The internet didn't turn out the way that Barlow fully envisioned. We have built a civilization of the mind in cyberspace. But we've ended up giving over our lives to large centralized platforms whose CEOs have styled themselves as self-made monarchs of the kingdoms that we've built for them with our data and our time.

But we have to remember where the power really lies because we gave them that power and we can take it back. My bet on building Bluesky was that this could open up a door to giving people control over their social lives online. Get people into an open ecosystem onto an open protocol and then let developers run with it. The AT Protocol's goal is to lay the foundation for a freer, more democratic digital society and let developers like you build it.

Most people are resigned at this point to an internet dominated by just a few companies. They've succumbed to a kind of learned helplessness. They no longer believe that a better world is possible. I see this in the way they feel about me, about Bluesky. It's either Jay, you're the one that's going to save us, or Jay, you're just the same as every other tech CEO, and Bluesky is going to follow the same trajectory as every other social company.

But the AT Protocol here is what's fundamentally different. And because you're here today, you're different. You came out to this conference because you've seen something in the AT Protocol. You believe that things can be better, that things can be different, and you're willing to invest your time and your energy to make that happen.

So, it's people like you that turn belief into reality. There's a huge amount of power in being able to build. When others only see the options on the table, you see code that could be written differently. When you take your what-if ideas and you make them real, you create the new options for everyone else. So, don't underestimate the power of a small project.

Have you heard of the butterfly effect? It's the principle that in complex systems, small changes can have big effects over time. Bluesky started out as a small project and now it has 33 million users. And this is a network now that you can tap into for anything that you build on atproto. And the things you build can help grow the network.

I'm leading Bluesky, but I don't have all the answers for how to make social better. I don't think that's a reasonable expectation. What I do have is the belief that this is the most important work I could be doing right now.
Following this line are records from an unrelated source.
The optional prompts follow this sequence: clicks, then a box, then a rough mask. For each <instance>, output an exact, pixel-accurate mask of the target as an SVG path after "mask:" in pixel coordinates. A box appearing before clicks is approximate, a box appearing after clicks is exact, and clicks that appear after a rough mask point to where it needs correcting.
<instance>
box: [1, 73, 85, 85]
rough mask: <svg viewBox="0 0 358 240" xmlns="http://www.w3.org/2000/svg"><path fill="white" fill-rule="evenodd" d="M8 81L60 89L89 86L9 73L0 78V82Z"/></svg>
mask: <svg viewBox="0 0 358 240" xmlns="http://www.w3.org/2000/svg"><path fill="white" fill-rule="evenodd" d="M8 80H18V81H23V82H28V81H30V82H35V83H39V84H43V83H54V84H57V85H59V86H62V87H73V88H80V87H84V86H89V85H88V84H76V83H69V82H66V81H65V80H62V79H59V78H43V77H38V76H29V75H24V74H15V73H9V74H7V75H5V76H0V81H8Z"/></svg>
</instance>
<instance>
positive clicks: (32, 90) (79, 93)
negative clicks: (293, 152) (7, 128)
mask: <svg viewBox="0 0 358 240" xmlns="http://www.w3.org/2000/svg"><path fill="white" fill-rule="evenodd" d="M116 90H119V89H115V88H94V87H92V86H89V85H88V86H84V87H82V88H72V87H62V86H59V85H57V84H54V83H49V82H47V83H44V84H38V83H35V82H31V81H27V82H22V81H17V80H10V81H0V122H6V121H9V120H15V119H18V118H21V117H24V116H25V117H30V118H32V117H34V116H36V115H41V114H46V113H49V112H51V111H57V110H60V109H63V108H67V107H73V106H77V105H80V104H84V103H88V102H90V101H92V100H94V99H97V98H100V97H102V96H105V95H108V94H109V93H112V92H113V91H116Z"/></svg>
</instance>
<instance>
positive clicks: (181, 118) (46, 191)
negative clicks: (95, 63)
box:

I'm here to open up a door so that people can see that another world is possible and so that developers like you can go build it. So bring your insights, your talents, put them to the task of solving this problem before us.

If we do this, we do it together by putting all of our shoulders to the wheel.
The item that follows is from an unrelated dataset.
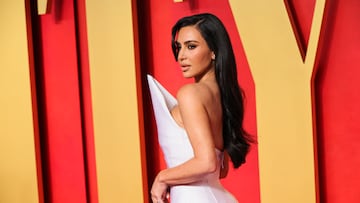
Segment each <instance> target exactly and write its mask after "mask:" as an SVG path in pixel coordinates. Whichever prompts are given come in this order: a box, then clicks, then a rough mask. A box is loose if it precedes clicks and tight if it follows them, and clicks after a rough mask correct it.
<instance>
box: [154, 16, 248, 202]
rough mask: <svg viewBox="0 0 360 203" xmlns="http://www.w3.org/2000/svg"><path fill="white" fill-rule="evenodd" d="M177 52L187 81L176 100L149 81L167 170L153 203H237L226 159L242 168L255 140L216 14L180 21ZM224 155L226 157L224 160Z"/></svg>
mask: <svg viewBox="0 0 360 203" xmlns="http://www.w3.org/2000/svg"><path fill="white" fill-rule="evenodd" d="M172 49H173V53H174V56H175V60H176V61H178V63H179V65H180V67H181V71H182V74H183V76H184V77H185V78H194V80H195V82H194V83H192V84H187V85H185V86H183V87H181V88H180V89H179V91H178V93H177V99H175V98H173V97H172V96H171V95H170V94H169V93H168V92H167V91H166V89H165V88H163V87H162V86H161V85H160V84H159V83H158V82H157V81H156V80H155V79H153V78H152V77H151V76H148V80H149V86H150V91H151V97H152V100H153V107H154V112H155V118H156V123H157V127H158V133H159V135H158V137H159V142H160V146H161V148H162V150H163V152H164V156H165V160H166V163H167V166H168V168H167V169H165V170H162V171H160V172H159V173H158V175H157V176H156V178H155V180H154V182H153V185H152V188H151V198H152V201H153V202H168V201H169V200H168V198H167V195H168V191H169V190H168V189H169V188H170V201H171V202H172V203H187V202H196V203H212V202H214V203H215V202H231V203H232V202H237V201H236V199H235V198H234V197H233V196H232V195H231V194H230V193H229V192H227V191H226V190H225V189H224V188H223V187H222V185H221V183H220V181H219V179H220V177H222V176H224V175H226V172H227V171H226V169H227V156H229V157H230V159H231V161H232V163H233V166H234V167H235V168H238V167H239V166H240V165H241V164H243V163H244V162H245V156H246V154H247V152H248V150H249V143H250V142H251V139H250V137H249V135H248V134H247V133H246V132H245V130H244V129H243V127H242V123H243V98H242V94H241V91H240V88H239V85H238V81H237V72H236V63H235V57H234V53H233V50H232V46H231V43H230V39H229V36H228V33H227V31H226V29H225V27H224V25H223V24H222V22H221V21H220V20H219V19H218V18H217V17H216V16H214V15H212V14H207V13H205V14H198V15H193V16H189V17H185V18H182V19H180V20H179V21H178V22H177V23H176V24H175V25H174V27H173V29H172ZM224 155H225V156H224Z"/></svg>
If we don't want to fall under the spectre of digital tyranny, we need an world where no single company can hold the public conversation hostage. Where the distributed nature of the network means that individual companies can rise and fall, but the social fabric stays intact.

We need a democratic foundation for a digital society. So for those of us that want to live in a freer world, a more humane world, a world without Caesars, this is our chance. And we might not get another for a long time.

So, keep believing in a better future. Keep building open source social and the future's going to be yours to create.